Sso logout uses different endpoint

Question

Sso logout uses different endpoint

cache-sk opened this issue 3 years ago · 0 comments

cache-sk commented 3 years ago

Stratos Version

4.4.0 release

Frontend Deployment type

Cloud Foundry Application (cf push)

Backend (Jet Stream) Deployment type

Cloud Foundry Application (cf push)

Expected behaviour

Sso logout should probably use same endpoint as sso login.

Actual behaviour

When SSO is activated, login uses /sso_login which in method initSSOlogin in file authuaa.go redirects to p.Config.ConsoleConfig.AuthorizationEndpoint

Logout uses /sso_logout which in method ssoLogoutOfUAA also in file authuaa.go redirects to p.Config.ConsoleConfig.UAAEndpoint.

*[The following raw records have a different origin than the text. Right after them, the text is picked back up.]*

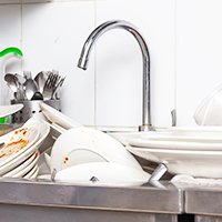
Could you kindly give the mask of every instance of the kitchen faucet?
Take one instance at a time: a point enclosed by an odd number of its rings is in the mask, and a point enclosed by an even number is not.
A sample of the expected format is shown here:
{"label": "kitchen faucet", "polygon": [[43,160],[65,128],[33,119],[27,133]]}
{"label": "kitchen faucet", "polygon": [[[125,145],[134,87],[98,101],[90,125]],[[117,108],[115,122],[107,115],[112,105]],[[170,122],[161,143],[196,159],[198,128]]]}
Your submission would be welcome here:
{"label": "kitchen faucet", "polygon": [[139,131],[152,131],[154,127],[151,124],[150,114],[150,56],[145,40],[133,24],[123,20],[112,20],[94,29],[84,42],[78,67],[87,70],[92,47],[104,32],[111,29],[124,29],[129,31],[140,46],[143,59],[143,113],[142,125],[139,127]]}

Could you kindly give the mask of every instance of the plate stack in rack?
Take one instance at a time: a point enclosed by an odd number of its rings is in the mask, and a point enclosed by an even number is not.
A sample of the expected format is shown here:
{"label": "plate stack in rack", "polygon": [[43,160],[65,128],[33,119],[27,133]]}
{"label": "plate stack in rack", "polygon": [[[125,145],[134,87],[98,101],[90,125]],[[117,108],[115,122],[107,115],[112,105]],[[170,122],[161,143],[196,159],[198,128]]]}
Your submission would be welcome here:
{"label": "plate stack in rack", "polygon": [[222,178],[222,128],[173,127],[127,140],[127,149],[143,159],[164,163],[172,174]]}
{"label": "plate stack in rack", "polygon": [[38,175],[39,148],[49,134],[46,123],[26,125],[0,137],[0,176],[34,179]]}

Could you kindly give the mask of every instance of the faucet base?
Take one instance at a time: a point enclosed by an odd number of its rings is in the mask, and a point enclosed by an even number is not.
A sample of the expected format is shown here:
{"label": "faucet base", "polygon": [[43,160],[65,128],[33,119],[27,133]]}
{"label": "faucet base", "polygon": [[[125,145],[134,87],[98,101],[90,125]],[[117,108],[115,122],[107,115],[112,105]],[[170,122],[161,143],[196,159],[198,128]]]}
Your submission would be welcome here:
{"label": "faucet base", "polygon": [[151,124],[139,125],[139,131],[155,131],[155,127]]}

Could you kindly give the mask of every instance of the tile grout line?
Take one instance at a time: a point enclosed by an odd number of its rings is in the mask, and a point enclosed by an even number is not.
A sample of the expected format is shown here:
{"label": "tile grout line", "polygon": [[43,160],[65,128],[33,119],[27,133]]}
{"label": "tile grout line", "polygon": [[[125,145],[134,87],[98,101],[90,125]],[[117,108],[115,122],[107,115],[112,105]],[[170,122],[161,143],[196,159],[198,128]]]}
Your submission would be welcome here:
{"label": "tile grout line", "polygon": [[[94,0],[94,28],[97,27],[97,0]],[[94,128],[97,129],[97,46],[94,46]]]}
{"label": "tile grout line", "polygon": [[174,0],[174,109],[176,110],[176,49],[178,49],[178,39],[176,39],[176,0]]}
{"label": "tile grout line", "polygon": [[[22,51],[22,53],[23,53],[23,50],[22,50],[22,47],[23,47],[23,40],[22,40],[22,0],[20,0],[20,48],[21,48],[21,51]],[[20,60],[20,73],[22,74],[22,65],[23,65],[23,63],[22,63],[22,59]]]}

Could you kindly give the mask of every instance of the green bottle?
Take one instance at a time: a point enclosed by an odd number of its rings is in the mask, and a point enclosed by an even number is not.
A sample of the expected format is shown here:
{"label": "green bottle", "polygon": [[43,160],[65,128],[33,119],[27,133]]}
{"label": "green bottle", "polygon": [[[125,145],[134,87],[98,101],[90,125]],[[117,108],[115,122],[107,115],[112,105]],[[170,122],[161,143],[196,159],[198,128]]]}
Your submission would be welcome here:
{"label": "green bottle", "polygon": [[[14,57],[14,58],[21,58],[23,54],[20,49],[18,48],[7,48],[3,51],[0,52],[0,105],[6,104],[6,82],[4,82],[4,74],[6,74],[6,62],[8,59]],[[0,123],[11,123],[11,118],[6,117],[0,119]]]}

I think, this should be redirected to same endpoint.

Can i ask, why are there two endpoints, which looks like it should be same? I have noticed this because in our test cf enviroment somebody configured authorization_endpoint to https://login.something and token_endpoint to https://uaa.something, which both points to the same Uaa, but due different domains, user is never logged out from login domain (browser flow cookies).

Also, I didn't find anywhere in docs, that there must be logout in SSO_OPTIONS enviroment atribute, to activate sso logout, and if SSO_ALLOWLIST is used, it must contain logout too, because only logout and not full url is used as state in callback after logout - this is probably bug too.